A posteriori error analysis and adaptivity for a VEM discretization of the Navier-Stokes equations

TL;DR

This paper develops a residual-based a posteriori error estimator for the Virtual Element Method applied to steady Navier-Stokes equations, enabling adaptive mesh refinement and improved solution accuracy.

Contribution

It introduces a novel a posteriori error estimator for VEM discretizations of Navier-Stokes, including nonlinear term considerations, and demonstrates its effectiveness through numerical tests.

Findings

Estimator reliably bounds combined velocity and pressure errors.

Efficiency bounds confirm the estimator's lower bounds.
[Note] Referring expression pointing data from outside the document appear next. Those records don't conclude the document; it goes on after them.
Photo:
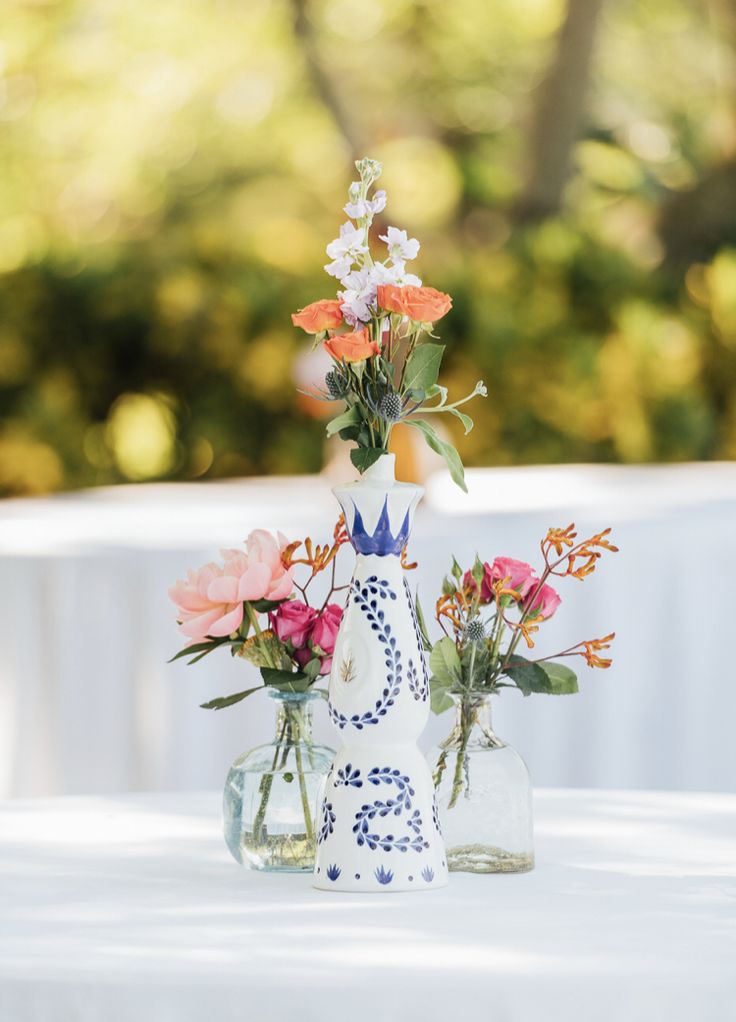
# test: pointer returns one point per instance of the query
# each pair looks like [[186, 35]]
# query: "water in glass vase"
[[271, 792], [484, 793]]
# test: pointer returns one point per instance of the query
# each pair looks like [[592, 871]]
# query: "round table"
[[129, 908]]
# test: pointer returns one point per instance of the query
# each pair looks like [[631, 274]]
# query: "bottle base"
[[487, 858]]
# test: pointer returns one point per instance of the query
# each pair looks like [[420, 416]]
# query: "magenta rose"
[[324, 634], [542, 602], [519, 573], [292, 622]]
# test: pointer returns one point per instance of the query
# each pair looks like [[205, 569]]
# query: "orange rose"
[[422, 305], [323, 315], [352, 346]]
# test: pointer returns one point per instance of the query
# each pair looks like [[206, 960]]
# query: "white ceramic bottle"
[[377, 823]]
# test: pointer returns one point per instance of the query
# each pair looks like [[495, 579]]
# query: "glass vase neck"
[[473, 715], [293, 714]]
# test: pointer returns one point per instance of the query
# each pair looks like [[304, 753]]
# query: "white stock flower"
[[401, 246], [360, 207], [346, 249]]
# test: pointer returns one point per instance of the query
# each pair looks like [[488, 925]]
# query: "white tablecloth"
[[125, 909], [87, 702]]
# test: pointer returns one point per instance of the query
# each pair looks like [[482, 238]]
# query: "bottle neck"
[[473, 717], [293, 715]]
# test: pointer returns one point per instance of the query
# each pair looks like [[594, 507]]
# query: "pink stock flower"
[[211, 600], [292, 623], [542, 602], [519, 573], [324, 635]]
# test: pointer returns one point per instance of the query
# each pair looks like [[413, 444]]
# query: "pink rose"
[[200, 611], [292, 623], [519, 573], [542, 602], [324, 634]]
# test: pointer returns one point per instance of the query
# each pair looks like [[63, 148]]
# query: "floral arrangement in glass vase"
[[487, 613], [257, 604], [378, 332]]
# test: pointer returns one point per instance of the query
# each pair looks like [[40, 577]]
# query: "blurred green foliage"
[[171, 172]]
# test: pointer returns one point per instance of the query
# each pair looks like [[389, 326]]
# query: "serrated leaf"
[[224, 701], [351, 417], [426, 643], [563, 681], [285, 681], [445, 662], [465, 419], [440, 701], [363, 458], [422, 367], [447, 451]]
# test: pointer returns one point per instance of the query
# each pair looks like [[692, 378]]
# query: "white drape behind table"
[[128, 909], [88, 703]]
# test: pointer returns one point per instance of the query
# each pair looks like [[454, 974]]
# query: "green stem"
[[267, 784]]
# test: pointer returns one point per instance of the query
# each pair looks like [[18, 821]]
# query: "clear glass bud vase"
[[484, 794], [271, 792]]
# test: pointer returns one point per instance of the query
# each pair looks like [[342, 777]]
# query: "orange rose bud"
[[352, 346], [323, 315], [422, 305]]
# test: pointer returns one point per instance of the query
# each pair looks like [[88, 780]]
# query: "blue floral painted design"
[[366, 595], [349, 776], [396, 806], [328, 819], [382, 542], [383, 876]]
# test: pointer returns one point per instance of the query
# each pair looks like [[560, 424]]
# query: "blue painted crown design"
[[382, 542]]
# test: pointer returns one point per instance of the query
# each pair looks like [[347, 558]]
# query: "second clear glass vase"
[[484, 793], [271, 792]]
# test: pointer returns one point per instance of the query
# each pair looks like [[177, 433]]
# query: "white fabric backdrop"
[[88, 703], [125, 909]]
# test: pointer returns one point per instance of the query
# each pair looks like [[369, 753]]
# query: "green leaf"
[[422, 367], [286, 681], [351, 417], [438, 390], [545, 678], [224, 701], [447, 451], [445, 662], [465, 419], [363, 458], [563, 682], [426, 643], [311, 668], [440, 701]]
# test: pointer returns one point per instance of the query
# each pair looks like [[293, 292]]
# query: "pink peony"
[[257, 572], [200, 613], [542, 602], [292, 623], [520, 575], [211, 600], [324, 635]]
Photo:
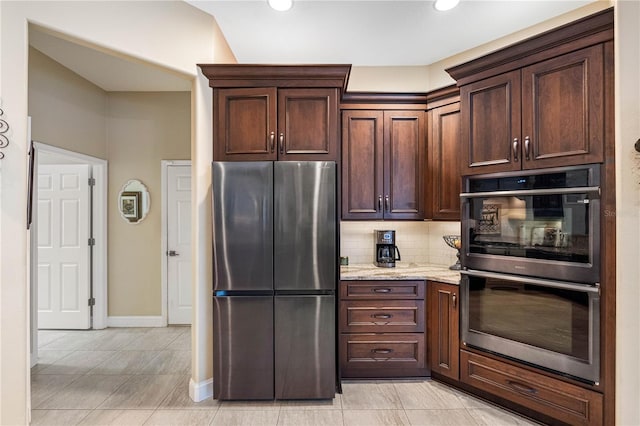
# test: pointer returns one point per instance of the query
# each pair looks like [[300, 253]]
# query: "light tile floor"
[[140, 376]]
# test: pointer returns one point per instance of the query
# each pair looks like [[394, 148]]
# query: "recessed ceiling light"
[[442, 5], [280, 5]]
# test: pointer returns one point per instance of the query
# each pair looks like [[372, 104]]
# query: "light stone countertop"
[[409, 271]]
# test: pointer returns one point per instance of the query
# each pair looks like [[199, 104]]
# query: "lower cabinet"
[[563, 401], [382, 329], [443, 329]]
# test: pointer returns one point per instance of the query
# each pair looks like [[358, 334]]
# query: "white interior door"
[[179, 244], [63, 246]]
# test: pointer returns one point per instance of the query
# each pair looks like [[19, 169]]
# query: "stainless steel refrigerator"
[[275, 274]]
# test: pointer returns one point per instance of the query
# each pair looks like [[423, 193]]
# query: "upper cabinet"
[[383, 164], [540, 103], [444, 150], [272, 112]]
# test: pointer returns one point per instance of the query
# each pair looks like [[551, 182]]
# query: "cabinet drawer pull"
[[522, 388], [272, 141]]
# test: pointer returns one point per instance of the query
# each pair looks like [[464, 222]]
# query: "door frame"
[[99, 169], [165, 164]]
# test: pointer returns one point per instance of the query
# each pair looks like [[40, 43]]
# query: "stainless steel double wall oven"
[[531, 267]]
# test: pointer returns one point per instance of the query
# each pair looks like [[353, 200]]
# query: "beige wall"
[[135, 29], [133, 131], [67, 111], [142, 130]]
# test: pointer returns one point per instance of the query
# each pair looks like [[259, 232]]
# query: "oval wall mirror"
[[134, 201]]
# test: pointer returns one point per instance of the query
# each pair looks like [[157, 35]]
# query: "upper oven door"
[[545, 224]]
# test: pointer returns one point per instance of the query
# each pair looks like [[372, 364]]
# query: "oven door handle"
[[593, 191], [587, 288]]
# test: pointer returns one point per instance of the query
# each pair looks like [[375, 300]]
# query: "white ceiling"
[[371, 33], [358, 32]]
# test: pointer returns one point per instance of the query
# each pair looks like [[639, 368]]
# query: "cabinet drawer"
[[382, 355], [382, 316], [560, 400], [382, 289]]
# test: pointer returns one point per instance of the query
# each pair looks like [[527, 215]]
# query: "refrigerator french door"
[[275, 274]]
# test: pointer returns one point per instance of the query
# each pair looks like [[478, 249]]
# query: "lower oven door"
[[550, 324]]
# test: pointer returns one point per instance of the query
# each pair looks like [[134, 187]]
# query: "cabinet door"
[[443, 325], [444, 152], [308, 124], [563, 110], [245, 124], [404, 162], [490, 113], [362, 165]]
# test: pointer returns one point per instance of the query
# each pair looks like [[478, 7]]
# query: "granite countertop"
[[409, 271]]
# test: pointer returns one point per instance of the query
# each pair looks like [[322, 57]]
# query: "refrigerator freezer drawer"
[[305, 366], [243, 347]]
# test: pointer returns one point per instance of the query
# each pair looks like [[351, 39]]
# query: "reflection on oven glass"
[[543, 317]]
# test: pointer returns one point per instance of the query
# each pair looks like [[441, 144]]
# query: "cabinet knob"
[[272, 141], [520, 387]]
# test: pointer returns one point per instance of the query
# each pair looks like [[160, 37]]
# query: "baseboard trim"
[[201, 390], [135, 321]]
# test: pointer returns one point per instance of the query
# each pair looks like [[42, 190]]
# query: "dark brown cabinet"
[[383, 162], [444, 150], [267, 123], [563, 401], [382, 329], [443, 329], [544, 115], [276, 112], [547, 111]]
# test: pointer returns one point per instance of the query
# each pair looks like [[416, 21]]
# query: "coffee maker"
[[386, 249]]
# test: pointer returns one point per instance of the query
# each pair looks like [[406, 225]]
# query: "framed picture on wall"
[[130, 205]]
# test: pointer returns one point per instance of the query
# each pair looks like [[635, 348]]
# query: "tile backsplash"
[[418, 242]]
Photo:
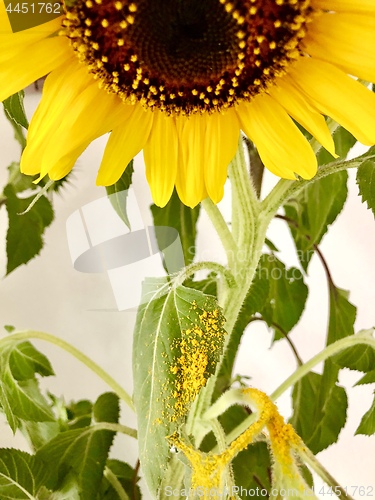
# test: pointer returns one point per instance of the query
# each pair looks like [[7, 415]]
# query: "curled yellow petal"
[[281, 146], [337, 95], [125, 142], [161, 157]]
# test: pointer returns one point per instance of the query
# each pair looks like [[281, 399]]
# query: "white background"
[[49, 295]]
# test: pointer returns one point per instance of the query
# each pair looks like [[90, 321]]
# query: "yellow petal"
[[124, 143], [190, 182], [345, 40], [60, 90], [220, 145], [281, 146], [32, 63], [337, 95], [298, 108], [345, 5], [161, 156]]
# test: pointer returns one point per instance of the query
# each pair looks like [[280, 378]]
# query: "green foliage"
[[118, 193], [178, 341], [252, 468], [20, 397], [310, 213], [320, 410], [319, 403], [344, 141], [127, 478], [83, 451], [21, 475], [366, 183], [286, 297], [15, 112], [367, 425], [182, 218], [25, 233]]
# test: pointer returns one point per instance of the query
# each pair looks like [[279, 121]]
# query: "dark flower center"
[[185, 56]]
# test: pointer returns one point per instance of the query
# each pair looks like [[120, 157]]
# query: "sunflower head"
[[187, 56]]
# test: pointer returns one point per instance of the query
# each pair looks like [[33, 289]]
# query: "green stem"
[[123, 429], [115, 483], [221, 228], [309, 458], [285, 189], [29, 334], [328, 352], [202, 266], [331, 350]]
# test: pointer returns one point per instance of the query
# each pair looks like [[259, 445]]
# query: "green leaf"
[[25, 232], [342, 314], [318, 426], [253, 303], [15, 113], [118, 193], [84, 451], [319, 403], [367, 425], [14, 109], [344, 141], [20, 397], [16, 476], [287, 295], [25, 361], [252, 469], [369, 378], [360, 358], [126, 476], [21, 475], [19, 181], [182, 218], [311, 212], [178, 340], [366, 183]]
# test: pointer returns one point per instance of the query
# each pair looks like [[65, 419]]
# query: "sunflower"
[[181, 78]]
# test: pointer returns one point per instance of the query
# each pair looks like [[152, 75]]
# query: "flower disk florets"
[[186, 56]]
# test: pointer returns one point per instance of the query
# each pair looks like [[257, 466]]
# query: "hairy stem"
[[32, 334]]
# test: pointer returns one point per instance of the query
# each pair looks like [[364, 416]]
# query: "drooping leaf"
[[25, 232], [318, 426], [19, 181], [178, 340], [180, 217], [344, 141], [118, 195], [366, 183], [25, 361], [313, 210], [369, 378], [21, 475], [20, 397], [252, 469], [342, 314], [253, 303], [286, 297], [84, 450], [319, 403], [367, 425], [127, 478], [15, 112], [360, 358]]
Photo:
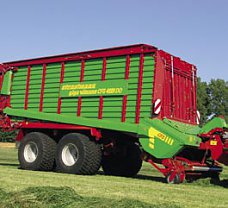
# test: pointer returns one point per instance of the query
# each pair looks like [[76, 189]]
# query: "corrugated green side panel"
[[51, 89], [18, 88], [112, 105], [115, 70], [72, 74], [35, 87], [93, 72], [132, 89]]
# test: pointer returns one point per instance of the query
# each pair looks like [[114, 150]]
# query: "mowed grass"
[[20, 188]]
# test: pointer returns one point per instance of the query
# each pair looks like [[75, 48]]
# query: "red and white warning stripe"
[[197, 117], [157, 106]]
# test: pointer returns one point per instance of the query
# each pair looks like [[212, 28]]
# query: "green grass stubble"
[[20, 188]]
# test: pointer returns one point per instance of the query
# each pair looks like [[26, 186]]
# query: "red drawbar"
[[42, 88], [27, 88]]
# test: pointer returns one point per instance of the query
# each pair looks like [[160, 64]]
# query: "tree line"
[[212, 99]]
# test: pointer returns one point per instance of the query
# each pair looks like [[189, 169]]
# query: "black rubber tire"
[[126, 162], [46, 152], [88, 156]]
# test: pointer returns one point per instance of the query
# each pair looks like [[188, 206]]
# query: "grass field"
[[20, 188]]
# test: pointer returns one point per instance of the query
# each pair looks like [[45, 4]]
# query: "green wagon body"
[[139, 92]]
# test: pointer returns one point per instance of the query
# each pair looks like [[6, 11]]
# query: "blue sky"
[[195, 30]]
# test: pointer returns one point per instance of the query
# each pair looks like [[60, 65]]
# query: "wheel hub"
[[70, 154], [30, 152]]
Adaptive refinement improves solution accuracy and convergence.

Abstract

We consider the Virtual Element method (VEM) introduced by Beir\~ao da Veiga, Lovadina and Vacca in 2016 for the numerical solution of the steady, incompressible Navier-Stokes equations; the method has arbitrary order $k \geq 2$ and guarantees divergence-free velocities. For such discretization, we develop a residual-based a posteriori error estimator, which is a combination of standard terms in VEM analysis (residual terms, data oscillation, and VEM stabilization), plus some other terms originated by the VEM discretization of the nonlinear convective term. We show that a linear combination of the velocity and pressure errors is upper-bounded by a multiple of the estimator (reliability). We also establish some efficiency results, involving lower bounds of the error. Some numerical tests illustrate the performance of the estimator and of its components while refining the mesh uniformly, yielding the expected decay rate. At last, we apply an adaptive mesh refinement strategy to the computation of the low-Reynolds flow around a square cylinder inside a channel.